SecurityBrief Asia - Technology news for CISOs & cybersecurity decision-makers
Story image
Imperva warns of escalating business logic attacks in APAC enterprises
Tue, 24th Oct 2023

Imperva, a cybersecurity expert that protects critical applications, application programming interfaces (APIs) and data, has issued a warning about the escalating threat from attacks targeting the business logic of applications in APAC enterprises.

Business logic forms the backbone of any application, determining how it operates and interacts with users and other systems. Imperva has noted a rise in Business Logic Attacks (BLA) where cybercriminals take advantage of an application's intended functionality rather than exploiting technical vulnerabilities.

Last year, 17% of attacks on APIs, critical components of digital modernisation, were from bad bots or automated traffic exploiting business logic vulnerabilities.

Security using traditional web application firewalls (WAF) has mainly proven ineffective against these attacks as they tend to apply generic security rules based on common signatures. Business logic vulnerabilities differ between individual applications and APIs, making them hard to detect. Furthermore, minor tweaks in software releases could unintentionally introduce vulnerabilities that were initially non-existent, adding to the complexity of the issue.

In an era where firms in the Asia-Pacific region are accelerating their journey towards digital automation and connectivity, vulnerabilities in business logic pose an insidious danger that cannot be overlooked.

Business logic is exploited in three typical ways: function misuse, security controls bypass, and cross-user data leakage. This type of security breach can result in severe financial loss, reputational damage, erosion of customer trust, and, in some cases, irreversible harm.

Reinhart Hansen, Director of Technology, Office of the CTO at Imperva, says: "Today, most attacker reconnaissance is automated. They rapidly cover extensive ground and scan application environments for their target markers. Most attacks are automated, and many of them target the business logic exposed by an API endpoint. APIs and API-driven applications are crucial business enablers for all online enterprises."
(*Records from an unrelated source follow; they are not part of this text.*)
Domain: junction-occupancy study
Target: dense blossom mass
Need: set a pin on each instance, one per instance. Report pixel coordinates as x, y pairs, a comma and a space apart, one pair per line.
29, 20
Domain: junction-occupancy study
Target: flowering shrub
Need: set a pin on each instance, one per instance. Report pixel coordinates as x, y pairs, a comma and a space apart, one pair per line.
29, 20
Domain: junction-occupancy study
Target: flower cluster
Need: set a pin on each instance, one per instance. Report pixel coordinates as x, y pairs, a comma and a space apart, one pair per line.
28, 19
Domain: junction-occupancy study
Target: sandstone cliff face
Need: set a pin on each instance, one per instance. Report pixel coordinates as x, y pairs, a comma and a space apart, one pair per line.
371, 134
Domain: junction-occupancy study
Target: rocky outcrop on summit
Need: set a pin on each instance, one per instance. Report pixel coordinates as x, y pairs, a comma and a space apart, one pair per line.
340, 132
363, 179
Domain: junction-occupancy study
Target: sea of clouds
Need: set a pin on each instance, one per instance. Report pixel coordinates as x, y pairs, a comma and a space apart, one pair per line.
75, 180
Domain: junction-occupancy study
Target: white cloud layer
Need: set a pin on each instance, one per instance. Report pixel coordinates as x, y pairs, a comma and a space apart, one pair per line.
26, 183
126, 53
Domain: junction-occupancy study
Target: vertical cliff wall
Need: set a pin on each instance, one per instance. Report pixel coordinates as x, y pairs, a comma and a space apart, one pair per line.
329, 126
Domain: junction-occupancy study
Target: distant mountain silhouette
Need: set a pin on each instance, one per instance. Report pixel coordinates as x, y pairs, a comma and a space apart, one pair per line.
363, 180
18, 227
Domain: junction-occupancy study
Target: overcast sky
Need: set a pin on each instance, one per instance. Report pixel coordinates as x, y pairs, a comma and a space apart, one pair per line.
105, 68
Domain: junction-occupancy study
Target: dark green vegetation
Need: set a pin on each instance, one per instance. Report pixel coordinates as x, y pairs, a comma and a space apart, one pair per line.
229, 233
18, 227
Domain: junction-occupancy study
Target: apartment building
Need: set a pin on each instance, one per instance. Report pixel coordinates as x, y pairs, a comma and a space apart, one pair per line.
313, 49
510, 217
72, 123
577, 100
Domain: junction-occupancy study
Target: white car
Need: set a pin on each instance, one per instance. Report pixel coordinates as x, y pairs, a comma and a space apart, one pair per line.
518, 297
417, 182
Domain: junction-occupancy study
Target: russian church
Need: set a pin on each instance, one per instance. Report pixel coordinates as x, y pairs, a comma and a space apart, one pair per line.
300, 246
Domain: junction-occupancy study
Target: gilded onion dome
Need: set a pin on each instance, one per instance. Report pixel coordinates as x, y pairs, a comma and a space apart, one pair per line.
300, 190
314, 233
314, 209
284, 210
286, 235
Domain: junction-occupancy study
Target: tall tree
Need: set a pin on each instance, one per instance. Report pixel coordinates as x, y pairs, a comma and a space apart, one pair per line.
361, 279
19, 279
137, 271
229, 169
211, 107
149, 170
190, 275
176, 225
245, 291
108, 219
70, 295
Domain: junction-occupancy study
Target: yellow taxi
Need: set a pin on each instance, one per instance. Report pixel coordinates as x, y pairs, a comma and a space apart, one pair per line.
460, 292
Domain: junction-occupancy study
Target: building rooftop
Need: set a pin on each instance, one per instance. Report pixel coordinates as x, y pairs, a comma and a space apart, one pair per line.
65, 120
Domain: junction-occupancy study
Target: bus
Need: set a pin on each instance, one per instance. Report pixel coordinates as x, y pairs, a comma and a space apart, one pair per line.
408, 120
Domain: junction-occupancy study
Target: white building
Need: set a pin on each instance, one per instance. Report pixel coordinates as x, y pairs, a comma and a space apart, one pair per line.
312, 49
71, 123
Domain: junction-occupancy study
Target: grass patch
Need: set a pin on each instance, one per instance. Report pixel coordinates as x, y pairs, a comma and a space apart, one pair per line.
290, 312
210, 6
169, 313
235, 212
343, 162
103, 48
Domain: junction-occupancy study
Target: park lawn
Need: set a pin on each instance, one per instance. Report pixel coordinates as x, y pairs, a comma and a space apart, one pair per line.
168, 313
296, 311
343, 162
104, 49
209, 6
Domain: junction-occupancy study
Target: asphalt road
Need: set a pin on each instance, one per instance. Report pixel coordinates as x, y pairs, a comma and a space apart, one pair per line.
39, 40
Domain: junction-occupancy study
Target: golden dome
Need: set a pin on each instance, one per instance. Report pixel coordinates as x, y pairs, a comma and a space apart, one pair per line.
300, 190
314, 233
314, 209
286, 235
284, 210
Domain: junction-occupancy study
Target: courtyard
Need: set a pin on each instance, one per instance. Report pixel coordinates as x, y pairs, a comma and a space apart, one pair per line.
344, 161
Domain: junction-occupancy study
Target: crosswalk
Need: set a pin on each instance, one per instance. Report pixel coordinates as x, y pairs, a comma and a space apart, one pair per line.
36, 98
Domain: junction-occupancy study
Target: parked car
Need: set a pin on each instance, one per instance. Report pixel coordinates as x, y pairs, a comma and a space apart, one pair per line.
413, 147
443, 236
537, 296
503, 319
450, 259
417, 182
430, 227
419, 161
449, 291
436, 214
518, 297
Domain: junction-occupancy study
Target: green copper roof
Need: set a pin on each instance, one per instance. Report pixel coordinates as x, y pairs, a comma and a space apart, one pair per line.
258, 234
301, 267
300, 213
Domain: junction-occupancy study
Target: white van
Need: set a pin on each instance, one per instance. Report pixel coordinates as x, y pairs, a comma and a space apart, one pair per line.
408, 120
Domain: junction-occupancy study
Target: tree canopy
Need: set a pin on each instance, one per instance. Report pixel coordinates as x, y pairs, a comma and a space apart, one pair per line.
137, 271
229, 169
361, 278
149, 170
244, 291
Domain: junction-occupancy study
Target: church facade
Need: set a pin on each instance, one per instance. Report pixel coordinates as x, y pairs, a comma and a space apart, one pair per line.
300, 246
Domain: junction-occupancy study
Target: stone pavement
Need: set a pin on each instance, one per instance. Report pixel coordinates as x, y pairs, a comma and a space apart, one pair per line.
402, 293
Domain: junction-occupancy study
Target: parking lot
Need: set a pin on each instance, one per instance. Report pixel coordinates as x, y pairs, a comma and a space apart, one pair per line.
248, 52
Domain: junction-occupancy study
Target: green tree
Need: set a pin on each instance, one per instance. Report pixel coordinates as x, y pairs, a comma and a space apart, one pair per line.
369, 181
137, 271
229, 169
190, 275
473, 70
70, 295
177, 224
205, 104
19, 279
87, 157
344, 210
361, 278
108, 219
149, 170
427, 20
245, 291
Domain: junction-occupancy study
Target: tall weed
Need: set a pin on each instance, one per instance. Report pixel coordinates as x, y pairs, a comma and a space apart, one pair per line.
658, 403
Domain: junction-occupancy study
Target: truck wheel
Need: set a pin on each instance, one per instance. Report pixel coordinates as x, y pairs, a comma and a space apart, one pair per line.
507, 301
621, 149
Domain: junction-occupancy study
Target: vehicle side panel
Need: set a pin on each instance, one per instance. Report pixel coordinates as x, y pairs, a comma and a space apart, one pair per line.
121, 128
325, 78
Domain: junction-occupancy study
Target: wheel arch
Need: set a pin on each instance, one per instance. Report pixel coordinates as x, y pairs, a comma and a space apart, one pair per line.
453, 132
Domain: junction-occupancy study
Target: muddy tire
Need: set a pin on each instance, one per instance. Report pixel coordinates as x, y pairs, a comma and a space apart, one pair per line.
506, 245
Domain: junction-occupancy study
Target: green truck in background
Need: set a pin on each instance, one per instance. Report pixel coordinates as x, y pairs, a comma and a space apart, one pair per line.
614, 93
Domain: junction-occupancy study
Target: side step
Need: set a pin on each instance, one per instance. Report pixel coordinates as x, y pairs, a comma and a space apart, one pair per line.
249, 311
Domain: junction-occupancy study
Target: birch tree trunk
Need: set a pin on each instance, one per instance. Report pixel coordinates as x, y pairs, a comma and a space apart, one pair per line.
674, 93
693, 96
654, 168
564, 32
Hansen stresses that traditional signature-based defences cannot tackle these highly targeted attacks. To protect businesses more effectively, a significant shift in both mindset and security strategy is needed.

Organisations should implement a multi-layered approach focusing on scanning for vulnerabilities, monitoring behaviours, and defending websites, applications and APIs against BLA activities. Incorporating bot management and API security into existing WAF deployments can assist in identifying automated attack behaviour, even when it doesn't align with known attack signatures.

Moreover, organisations can combat BLAs by understanding their business logic, applying access controls in line with user roles, monitoring for anomalies and implementing strong access controls and authentication. Understanding workflows and employing anomaly detection and behaviour-based analysis can help them identify potential business logic weaknesses and vulnerabilities. Security measures like runtime application self-protection (RASP) and interactive application security testing (IAST) can further assist in this endeavour.

Imperva is a cybersecurity firm that assists organisations in protecting critical applications, APIs and data. Imperva shields businesses throughout their digital journey using an integrated approach that combines edge, application security and data security. With the aid of Imperva Threat Research and a global intelligence community, the company stays ahead of the threat landscape, seamlessly integrating the latest security, privacy and compliance expertise into its solutions.